Help with sets

Steve Howell showell30 at yahoo.com
Tue Oct 12 21:40:08 EDT 2010


On Oct 12, 5:54 pm, Lawrence D'Oliveiro <l... at geek-
central.gen.new_zealand> wrote:
> In message <mailman.1606.1286889135.29448.python-l... at python.org>, D'Arcy
>
> J.M. Cain wrote:
> > On Tue, 12 Oct 2010 23:34 +1300
> > Lawrence D'Oliveiro <l... at geek-central.gen.new_zealand> wrote:
>
> >>> Symmetry is always a tricky balance in programming languages.
>
> >> Is that what we used to call “orthogonality”?
>
> > No, orthogonality is something else.  "Orthogonal" means "perpendicular
> > to."
>
> The appropriate meaning is ‘being able to combine independently” (as in the
> orthogonal decomposition of a Fourier transform).
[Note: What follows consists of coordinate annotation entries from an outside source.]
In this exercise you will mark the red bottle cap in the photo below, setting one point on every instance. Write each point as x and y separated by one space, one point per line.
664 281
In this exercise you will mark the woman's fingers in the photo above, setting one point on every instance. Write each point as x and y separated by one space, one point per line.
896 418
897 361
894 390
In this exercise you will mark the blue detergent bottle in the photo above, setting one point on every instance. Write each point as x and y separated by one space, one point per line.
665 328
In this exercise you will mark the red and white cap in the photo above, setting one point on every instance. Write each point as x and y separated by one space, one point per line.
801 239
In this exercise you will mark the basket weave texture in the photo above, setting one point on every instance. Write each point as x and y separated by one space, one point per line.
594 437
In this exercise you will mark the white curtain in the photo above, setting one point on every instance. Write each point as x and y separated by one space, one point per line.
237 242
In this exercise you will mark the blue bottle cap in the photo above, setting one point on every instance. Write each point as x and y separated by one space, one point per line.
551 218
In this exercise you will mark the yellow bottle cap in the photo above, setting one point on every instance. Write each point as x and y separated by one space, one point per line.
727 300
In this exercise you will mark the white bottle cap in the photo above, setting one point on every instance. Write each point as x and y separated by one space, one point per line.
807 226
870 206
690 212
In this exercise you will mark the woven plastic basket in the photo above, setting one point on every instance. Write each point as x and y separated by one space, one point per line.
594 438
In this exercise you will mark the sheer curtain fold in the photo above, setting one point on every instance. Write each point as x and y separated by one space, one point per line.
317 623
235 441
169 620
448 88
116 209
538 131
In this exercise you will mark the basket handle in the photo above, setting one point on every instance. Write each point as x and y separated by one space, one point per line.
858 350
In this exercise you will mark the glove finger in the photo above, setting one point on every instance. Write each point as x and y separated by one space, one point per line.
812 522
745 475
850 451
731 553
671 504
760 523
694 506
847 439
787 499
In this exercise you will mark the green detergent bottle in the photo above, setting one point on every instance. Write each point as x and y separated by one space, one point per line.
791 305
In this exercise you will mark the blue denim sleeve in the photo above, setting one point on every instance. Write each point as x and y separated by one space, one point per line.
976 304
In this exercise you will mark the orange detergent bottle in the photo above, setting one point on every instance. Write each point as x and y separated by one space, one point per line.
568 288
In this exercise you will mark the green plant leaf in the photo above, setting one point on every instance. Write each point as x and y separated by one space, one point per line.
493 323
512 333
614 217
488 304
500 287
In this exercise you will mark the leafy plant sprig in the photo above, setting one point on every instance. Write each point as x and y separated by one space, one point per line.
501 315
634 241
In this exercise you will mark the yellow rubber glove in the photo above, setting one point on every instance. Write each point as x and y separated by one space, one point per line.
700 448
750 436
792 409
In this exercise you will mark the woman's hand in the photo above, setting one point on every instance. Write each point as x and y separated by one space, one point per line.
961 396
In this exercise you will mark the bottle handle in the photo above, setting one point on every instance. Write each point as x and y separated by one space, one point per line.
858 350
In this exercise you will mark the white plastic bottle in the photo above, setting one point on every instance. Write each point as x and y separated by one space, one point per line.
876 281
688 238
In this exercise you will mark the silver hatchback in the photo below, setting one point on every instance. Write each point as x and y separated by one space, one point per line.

An example of contemporary
> usage, from the “Revised Report on the Algorithmic Language ALGOL 68” (1974,
> I think):
>
>     0.1.2 Orthogonal design
>     The number of independent primitive concepts has been minimized in
>     order that the language be easy to describe, to learn, and to implement.
>     On the other hand, these concepts have been applied “orthogonally” in
>     order to maximize the expressive power of the language while trying to
>     avoid deleterious superfluities.
>
> So “orthogonality” has to do with use of minimum number of primitive
> components (operators, object types) in a maximum number of meaningful
> combinations.

Lawrence, I was actually talking about symmetry, not orthogonality.  I
was making the observation that Python doesn't always strive for
symmetry as its #1 driving concern (as well it shouldn't).  I think
your definition of orthogonality is more what Python is about.  I'd
say that symmetry and orthogonality go hand in hand for most
situations.   Symmetry often helps minimize the number of primitive
components, for example.  But sometimes symmetry arguments can be
forced or just be made on a weak foundation.